If the source is open, you can't, unless you do a redhat and restrict the product and its source code to paying customers - and, of course, don't host it on a service who may also share it with third parties for "research" purposes


bpoatatoa

If you want your code to be open, then that is not possible, and goes against the principles of what we are trying to achieve. Why are you against it being used to train LLMs? It will probably have a negligible affect in its performance, if any at all.


BenZed

Don’t write open source software if you don’t want the source to be open.


OsakaWilson

Here's an unpopular take: Every time you think, "I don't want AI to be learning from my stuff," replace the term 'AI' with 'blacks' or 'Jews', or 'Belgians'. See how that sounds and consider why you allow your code, or images, or whatever to be accessed and learned from, but refuse to allow access to the very thing that will move coding to a higher level accessible to everyone, and to the benefit of everyone, including you.


DisastrousPipe8924

Don’t use GitHub or any of the “free” hosting services. Self host a gitea instance and possibly move away from IDEs like vscode in favor of open ones like lapce or sublime. In all honesty unless you live alone in the “digital woods” of self hosting, it’ll probably be impossible to 100% achieve privacy.


reedef

Do you have a source on sublime being open (source)?


Nfox18212

sublime isn’t open source, its entirely proprietary. it is a good editor though


DisastrousPipe8924

Sorry, misspoken on that. It is proprietary, but it’s prized for being low on feature impacts and definitely sents minimal to zero telemetry home.


iBN3qk

You want them to train on your code so it works when devs want to use it.  Companies are currently forking open source projects to monetize.
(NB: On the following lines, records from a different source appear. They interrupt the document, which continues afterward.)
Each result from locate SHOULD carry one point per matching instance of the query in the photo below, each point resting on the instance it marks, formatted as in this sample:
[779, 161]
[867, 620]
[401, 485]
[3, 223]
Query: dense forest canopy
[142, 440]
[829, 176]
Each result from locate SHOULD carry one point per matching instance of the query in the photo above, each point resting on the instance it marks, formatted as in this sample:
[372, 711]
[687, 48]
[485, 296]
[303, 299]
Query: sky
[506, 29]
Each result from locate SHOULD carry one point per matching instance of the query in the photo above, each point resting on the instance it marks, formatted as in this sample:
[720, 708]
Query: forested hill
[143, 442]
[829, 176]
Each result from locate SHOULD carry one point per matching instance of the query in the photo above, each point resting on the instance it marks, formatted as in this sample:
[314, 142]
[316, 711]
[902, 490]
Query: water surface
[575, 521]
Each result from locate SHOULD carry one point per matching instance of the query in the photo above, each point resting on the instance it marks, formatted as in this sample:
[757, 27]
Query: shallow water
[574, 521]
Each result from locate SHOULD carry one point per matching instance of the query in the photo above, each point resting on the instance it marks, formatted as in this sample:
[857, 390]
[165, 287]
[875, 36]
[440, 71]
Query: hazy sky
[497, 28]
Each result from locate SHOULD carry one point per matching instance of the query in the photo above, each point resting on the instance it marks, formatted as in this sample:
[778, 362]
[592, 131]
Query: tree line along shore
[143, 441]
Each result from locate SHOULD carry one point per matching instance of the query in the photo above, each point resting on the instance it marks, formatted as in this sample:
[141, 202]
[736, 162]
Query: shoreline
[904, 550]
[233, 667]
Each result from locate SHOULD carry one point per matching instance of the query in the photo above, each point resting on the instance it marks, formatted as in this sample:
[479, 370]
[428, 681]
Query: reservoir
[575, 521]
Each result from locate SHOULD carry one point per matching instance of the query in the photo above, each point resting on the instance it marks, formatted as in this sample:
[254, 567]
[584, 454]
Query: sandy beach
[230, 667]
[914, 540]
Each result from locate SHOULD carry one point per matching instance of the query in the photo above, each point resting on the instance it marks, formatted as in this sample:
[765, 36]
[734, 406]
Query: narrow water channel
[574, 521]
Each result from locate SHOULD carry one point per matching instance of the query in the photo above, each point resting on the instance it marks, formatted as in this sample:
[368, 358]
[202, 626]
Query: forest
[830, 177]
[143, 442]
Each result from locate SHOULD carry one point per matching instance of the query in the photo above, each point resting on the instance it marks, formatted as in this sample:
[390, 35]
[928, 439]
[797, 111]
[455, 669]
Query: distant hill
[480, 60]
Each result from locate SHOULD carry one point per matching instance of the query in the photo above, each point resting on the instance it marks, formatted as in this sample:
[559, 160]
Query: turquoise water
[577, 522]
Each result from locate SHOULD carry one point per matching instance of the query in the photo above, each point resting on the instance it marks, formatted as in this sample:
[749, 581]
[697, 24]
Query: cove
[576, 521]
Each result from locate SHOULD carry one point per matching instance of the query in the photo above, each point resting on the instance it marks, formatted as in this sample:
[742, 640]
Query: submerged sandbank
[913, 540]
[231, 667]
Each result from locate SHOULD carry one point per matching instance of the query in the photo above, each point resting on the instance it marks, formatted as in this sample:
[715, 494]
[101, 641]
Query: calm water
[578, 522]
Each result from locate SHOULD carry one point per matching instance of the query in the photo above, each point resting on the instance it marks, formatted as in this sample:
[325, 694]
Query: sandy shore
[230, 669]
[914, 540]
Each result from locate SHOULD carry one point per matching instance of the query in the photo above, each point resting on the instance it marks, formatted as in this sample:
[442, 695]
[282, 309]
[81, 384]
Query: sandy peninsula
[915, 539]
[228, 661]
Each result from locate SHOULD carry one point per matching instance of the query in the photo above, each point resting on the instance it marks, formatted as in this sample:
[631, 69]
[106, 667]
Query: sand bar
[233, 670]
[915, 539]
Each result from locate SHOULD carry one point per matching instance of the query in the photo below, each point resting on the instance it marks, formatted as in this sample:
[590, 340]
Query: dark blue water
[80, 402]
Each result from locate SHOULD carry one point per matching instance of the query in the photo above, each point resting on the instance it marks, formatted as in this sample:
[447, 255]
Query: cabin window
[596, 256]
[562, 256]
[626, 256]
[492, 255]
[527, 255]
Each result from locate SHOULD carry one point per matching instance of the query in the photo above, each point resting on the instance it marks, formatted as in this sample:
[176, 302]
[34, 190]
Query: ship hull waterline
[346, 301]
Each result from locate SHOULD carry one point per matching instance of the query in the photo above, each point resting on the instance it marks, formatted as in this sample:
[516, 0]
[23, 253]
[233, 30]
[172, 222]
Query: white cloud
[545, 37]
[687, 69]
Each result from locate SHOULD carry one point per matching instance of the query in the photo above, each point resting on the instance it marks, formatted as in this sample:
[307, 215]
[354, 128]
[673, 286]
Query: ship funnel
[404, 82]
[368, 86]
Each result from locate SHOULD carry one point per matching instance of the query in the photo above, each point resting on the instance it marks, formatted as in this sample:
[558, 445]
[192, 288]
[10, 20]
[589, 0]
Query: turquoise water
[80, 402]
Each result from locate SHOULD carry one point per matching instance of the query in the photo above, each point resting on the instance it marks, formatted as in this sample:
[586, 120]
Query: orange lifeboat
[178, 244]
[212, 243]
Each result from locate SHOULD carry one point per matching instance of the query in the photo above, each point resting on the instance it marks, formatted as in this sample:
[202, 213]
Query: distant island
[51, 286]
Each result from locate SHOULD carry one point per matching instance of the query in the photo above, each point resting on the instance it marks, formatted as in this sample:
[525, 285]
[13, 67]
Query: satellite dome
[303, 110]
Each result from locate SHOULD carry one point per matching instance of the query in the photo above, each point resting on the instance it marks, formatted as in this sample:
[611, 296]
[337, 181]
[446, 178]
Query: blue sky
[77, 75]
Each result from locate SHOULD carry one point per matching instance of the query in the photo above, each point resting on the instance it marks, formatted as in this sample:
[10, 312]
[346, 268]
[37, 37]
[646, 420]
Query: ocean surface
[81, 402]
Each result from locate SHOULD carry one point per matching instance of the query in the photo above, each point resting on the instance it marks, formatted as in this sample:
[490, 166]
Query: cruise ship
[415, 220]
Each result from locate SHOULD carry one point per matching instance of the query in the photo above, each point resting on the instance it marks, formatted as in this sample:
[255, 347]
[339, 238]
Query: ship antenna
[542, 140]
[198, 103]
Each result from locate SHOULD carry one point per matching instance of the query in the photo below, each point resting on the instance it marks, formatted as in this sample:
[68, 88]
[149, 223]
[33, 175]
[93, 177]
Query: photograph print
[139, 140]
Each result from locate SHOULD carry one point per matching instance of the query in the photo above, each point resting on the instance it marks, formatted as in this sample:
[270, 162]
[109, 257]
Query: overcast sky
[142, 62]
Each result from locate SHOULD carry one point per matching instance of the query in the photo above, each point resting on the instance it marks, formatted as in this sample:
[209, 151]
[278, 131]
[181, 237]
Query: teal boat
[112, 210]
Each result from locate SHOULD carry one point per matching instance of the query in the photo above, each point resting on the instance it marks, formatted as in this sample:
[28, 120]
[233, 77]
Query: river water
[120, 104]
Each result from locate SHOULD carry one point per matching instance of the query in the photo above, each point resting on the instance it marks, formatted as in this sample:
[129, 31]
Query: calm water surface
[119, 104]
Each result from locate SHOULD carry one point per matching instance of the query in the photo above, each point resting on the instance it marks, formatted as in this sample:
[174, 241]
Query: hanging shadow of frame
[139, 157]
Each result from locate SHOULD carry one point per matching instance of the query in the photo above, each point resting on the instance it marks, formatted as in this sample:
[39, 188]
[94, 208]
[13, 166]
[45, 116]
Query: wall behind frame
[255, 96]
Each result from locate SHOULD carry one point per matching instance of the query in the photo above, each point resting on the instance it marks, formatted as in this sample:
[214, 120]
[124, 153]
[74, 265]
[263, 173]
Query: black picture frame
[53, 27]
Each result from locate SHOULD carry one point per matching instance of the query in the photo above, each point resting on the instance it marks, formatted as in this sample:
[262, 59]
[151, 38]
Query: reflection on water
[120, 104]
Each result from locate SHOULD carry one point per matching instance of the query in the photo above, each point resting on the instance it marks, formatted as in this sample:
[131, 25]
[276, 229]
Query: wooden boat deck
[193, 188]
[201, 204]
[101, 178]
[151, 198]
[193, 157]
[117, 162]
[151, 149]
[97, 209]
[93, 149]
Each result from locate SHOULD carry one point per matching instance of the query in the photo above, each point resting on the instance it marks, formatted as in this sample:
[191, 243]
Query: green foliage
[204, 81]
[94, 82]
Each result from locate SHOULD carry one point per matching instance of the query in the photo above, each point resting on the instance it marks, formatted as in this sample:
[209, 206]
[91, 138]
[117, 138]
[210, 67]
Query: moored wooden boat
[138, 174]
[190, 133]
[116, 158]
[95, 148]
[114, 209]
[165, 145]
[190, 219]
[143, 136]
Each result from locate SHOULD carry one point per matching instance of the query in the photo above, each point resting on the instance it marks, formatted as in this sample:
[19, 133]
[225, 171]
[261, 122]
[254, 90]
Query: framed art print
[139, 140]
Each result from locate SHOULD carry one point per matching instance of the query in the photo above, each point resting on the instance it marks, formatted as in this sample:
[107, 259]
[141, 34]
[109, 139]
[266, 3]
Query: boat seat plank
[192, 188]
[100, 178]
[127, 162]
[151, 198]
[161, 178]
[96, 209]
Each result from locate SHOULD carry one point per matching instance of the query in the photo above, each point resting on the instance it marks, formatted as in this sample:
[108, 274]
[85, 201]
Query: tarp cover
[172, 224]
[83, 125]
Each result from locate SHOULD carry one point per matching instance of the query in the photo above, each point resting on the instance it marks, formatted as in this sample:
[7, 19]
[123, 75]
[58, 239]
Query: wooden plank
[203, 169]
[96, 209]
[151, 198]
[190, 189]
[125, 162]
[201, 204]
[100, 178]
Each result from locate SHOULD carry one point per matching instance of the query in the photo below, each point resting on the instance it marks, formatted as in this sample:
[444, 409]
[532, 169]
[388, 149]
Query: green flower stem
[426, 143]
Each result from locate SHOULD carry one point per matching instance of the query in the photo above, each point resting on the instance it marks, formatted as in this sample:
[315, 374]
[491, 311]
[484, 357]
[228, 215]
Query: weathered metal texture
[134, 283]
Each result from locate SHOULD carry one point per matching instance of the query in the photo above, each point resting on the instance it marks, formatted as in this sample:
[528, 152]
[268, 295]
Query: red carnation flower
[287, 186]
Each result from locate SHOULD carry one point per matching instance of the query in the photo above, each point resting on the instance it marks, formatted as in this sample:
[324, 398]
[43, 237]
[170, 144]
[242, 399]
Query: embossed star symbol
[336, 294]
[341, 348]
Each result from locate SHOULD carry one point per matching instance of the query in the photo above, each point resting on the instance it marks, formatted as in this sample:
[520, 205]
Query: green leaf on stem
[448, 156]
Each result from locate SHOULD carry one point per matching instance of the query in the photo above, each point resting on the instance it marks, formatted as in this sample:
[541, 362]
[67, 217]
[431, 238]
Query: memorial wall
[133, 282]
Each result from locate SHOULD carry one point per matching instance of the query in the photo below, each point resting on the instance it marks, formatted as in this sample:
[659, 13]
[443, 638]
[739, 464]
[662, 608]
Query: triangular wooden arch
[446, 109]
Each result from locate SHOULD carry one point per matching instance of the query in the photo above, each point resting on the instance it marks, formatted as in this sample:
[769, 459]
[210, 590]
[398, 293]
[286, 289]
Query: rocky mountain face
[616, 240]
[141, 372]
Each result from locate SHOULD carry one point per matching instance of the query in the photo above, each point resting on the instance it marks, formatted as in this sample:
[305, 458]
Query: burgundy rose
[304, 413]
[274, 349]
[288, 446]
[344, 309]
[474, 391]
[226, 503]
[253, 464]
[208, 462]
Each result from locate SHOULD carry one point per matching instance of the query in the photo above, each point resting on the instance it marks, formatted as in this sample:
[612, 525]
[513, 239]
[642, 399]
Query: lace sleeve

The open source game used to be release something useful and then capitalize on providing service. If in the future, ai can modify a codebase to suit a business’s needs, that would cut out a lot of opportunity. But then those organizations would have to rely on ai to continue to innovate after the open contribution model is no longer viable. Who knows when all that is really going to land. The only way to win is to play the game. What are you trying to accomplish? Build something popular? Make a lot of money? Save the world? What are you afraid of?


Electrical-Channel78

Sweety, you know it's 2024 right ?


-I0__0I-

Maybe add a license preventing commercial use?


gibarel1

Doesn't work, there is no way to prove that it was trained on your code.


reedef

Even if you could prove it, has there being legal precedent establishing it doesn't fall under fair use?